It should be noted that, the task scheduling method provided by the embodiment of the present disclosure is not limited to the steps and the sequence described above, and may further include more or fewer steps, where the execution sequence of each step may be determined according to actual needs, and the embodiment of the present disclosure is not limited thereto. The task scheduling method may be used with any type of Graphics Processor (GPU), not limited to a General Purpose Graphics Processor (GPGPU), as embodiments of the present disclosure are not limited in this regard.
The at least one embodiment of the present disclosure further provides a task scheduling device. The task scheduling device can give consideration to real-time performance on the premise of efficiency priority, can reduce performance loss caused by task scheduling under the condition of multitasking, improves the operation efficiency on the whole, and can obviously improve the operation efficiency of an AI training scene.
Fig. 9 is a schematic block diagram of a task scheduling device provided in some embodiments of the present disclosure. As shown in fig. 9, the task scheduling device 100 includes a first loading unit 110 and a second loading unit 120. The task scheduler 100 is used for a Graphics Processor (GPU), for example further for a General Purpose Graphics Processor (GPGPU).
The first loading unit 110 is configured to select at least one task in the task pool to load into the hardware cache as a task to be processed based on the priorities and weights of the respective tasks in the task pool of the graphics processor and the capacity of the hardware cache of the graphics processor.

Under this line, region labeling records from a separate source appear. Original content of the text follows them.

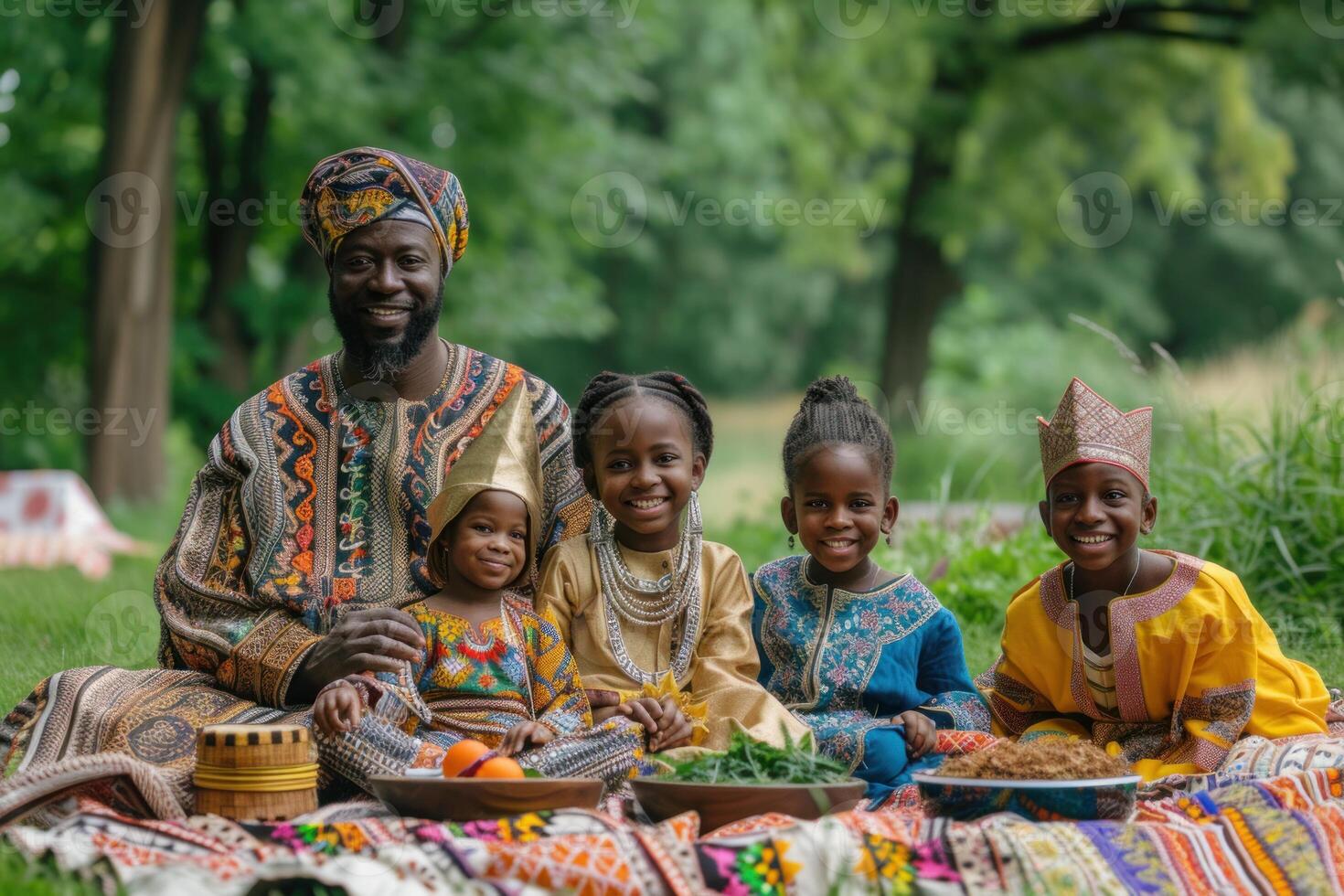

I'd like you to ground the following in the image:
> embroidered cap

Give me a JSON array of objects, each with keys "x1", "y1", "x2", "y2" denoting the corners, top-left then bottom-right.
[
  {"x1": 427, "y1": 383, "x2": 541, "y2": 581},
  {"x1": 1036, "y1": 376, "x2": 1153, "y2": 489}
]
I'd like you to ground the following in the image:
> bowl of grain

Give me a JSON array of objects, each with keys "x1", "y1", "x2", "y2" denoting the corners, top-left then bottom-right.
[{"x1": 914, "y1": 738, "x2": 1141, "y2": 821}]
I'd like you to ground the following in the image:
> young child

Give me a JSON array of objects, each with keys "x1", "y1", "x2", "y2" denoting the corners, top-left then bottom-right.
[
  {"x1": 538, "y1": 372, "x2": 806, "y2": 750},
  {"x1": 752, "y1": 376, "x2": 989, "y2": 798},
  {"x1": 314, "y1": 389, "x2": 644, "y2": 784},
  {"x1": 984, "y1": 379, "x2": 1329, "y2": 781}
]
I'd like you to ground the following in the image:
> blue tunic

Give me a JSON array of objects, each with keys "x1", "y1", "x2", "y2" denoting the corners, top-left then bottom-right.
[{"x1": 752, "y1": 555, "x2": 989, "y2": 798}]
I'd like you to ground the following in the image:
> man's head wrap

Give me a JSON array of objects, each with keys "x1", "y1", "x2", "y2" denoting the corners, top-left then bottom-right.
[
  {"x1": 298, "y1": 146, "x2": 471, "y2": 274},
  {"x1": 1036, "y1": 376, "x2": 1153, "y2": 489}
]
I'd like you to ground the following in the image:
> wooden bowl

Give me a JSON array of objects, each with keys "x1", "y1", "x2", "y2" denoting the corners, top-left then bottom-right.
[
  {"x1": 630, "y1": 778, "x2": 869, "y2": 833},
  {"x1": 912, "y1": 771, "x2": 1141, "y2": 821},
  {"x1": 368, "y1": 775, "x2": 603, "y2": 821}
]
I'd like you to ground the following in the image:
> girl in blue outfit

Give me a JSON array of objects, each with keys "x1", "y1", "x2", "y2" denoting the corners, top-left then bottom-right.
[{"x1": 752, "y1": 376, "x2": 989, "y2": 799}]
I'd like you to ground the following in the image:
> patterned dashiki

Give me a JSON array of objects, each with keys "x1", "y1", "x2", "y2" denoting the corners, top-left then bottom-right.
[
  {"x1": 980, "y1": 550, "x2": 1329, "y2": 781},
  {"x1": 752, "y1": 555, "x2": 989, "y2": 798},
  {"x1": 0, "y1": 344, "x2": 592, "y2": 806},
  {"x1": 319, "y1": 593, "x2": 644, "y2": 784}
]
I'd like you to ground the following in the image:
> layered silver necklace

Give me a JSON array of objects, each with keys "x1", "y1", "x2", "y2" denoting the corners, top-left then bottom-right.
[{"x1": 589, "y1": 492, "x2": 704, "y2": 684}]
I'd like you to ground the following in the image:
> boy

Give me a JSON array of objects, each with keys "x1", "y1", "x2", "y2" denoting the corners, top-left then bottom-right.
[{"x1": 984, "y1": 378, "x2": 1329, "y2": 781}]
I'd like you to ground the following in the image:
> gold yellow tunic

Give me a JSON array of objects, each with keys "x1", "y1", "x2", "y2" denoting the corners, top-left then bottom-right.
[
  {"x1": 981, "y1": 550, "x2": 1329, "y2": 781},
  {"x1": 537, "y1": 536, "x2": 807, "y2": 750}
]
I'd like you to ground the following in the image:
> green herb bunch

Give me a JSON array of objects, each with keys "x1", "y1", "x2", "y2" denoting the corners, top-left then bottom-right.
[{"x1": 666, "y1": 731, "x2": 851, "y2": 784}]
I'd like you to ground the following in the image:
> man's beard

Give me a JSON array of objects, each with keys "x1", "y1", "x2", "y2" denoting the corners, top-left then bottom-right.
[{"x1": 326, "y1": 283, "x2": 443, "y2": 383}]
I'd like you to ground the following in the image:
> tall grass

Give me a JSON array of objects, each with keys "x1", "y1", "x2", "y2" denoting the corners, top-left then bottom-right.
[{"x1": 1155, "y1": 383, "x2": 1344, "y2": 656}]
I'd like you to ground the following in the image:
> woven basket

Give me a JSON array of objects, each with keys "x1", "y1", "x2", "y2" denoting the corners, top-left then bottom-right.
[{"x1": 194, "y1": 725, "x2": 317, "y2": 821}]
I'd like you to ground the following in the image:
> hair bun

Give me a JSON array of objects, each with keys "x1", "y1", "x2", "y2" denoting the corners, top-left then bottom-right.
[{"x1": 803, "y1": 376, "x2": 863, "y2": 404}]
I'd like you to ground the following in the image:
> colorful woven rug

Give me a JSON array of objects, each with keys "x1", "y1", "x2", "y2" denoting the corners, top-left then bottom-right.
[{"x1": 4, "y1": 768, "x2": 1344, "y2": 896}]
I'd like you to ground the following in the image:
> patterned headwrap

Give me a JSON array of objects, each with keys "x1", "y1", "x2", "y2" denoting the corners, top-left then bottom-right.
[
  {"x1": 298, "y1": 146, "x2": 471, "y2": 272},
  {"x1": 1036, "y1": 376, "x2": 1153, "y2": 489}
]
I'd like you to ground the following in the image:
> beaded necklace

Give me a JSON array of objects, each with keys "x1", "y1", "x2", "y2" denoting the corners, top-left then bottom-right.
[{"x1": 589, "y1": 492, "x2": 704, "y2": 684}]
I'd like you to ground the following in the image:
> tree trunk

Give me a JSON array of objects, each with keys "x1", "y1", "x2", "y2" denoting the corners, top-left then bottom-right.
[
  {"x1": 86, "y1": 0, "x2": 206, "y2": 501},
  {"x1": 197, "y1": 59, "x2": 275, "y2": 400},
  {"x1": 881, "y1": 135, "x2": 961, "y2": 426}
]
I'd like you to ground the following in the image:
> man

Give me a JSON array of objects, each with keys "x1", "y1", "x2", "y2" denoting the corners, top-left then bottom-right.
[{"x1": 0, "y1": 148, "x2": 590, "y2": 822}]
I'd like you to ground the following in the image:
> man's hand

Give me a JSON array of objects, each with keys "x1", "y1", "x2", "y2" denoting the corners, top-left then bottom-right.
[
  {"x1": 583, "y1": 688, "x2": 621, "y2": 725},
  {"x1": 286, "y1": 607, "x2": 425, "y2": 704},
  {"x1": 495, "y1": 721, "x2": 555, "y2": 756},
  {"x1": 615, "y1": 696, "x2": 692, "y2": 752},
  {"x1": 314, "y1": 684, "x2": 364, "y2": 735},
  {"x1": 896, "y1": 709, "x2": 938, "y2": 759}
]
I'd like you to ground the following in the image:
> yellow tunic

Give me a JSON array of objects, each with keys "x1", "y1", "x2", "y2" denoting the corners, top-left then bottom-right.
[
  {"x1": 537, "y1": 536, "x2": 807, "y2": 750},
  {"x1": 983, "y1": 550, "x2": 1329, "y2": 781}
]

For example, the selected tasks have the same priority, the priority of the selected tasks is higher than or equal to the priority of the unselected tasks in the task pool or the selected tasks are all tasks in the task pool, the weight reflects the runtime allocation specific gravity at the same priority. For example, the first loading unit 110 may perform step S10 in the task scheduling method shown in fig. 3.
The second loading unit 120 is configured to determine a single operation duration of the task to be processed based on the weight of the task to be processed, sequentially load the task to be processed from the hardware buffer into the operation unit of the graphics processor according to a preset sequence, and process the task to be processed according to the single operation duration by the operation unit. For example, the second loading unit 120 may perform step S20 in the task scheduling method shown in fig. 3.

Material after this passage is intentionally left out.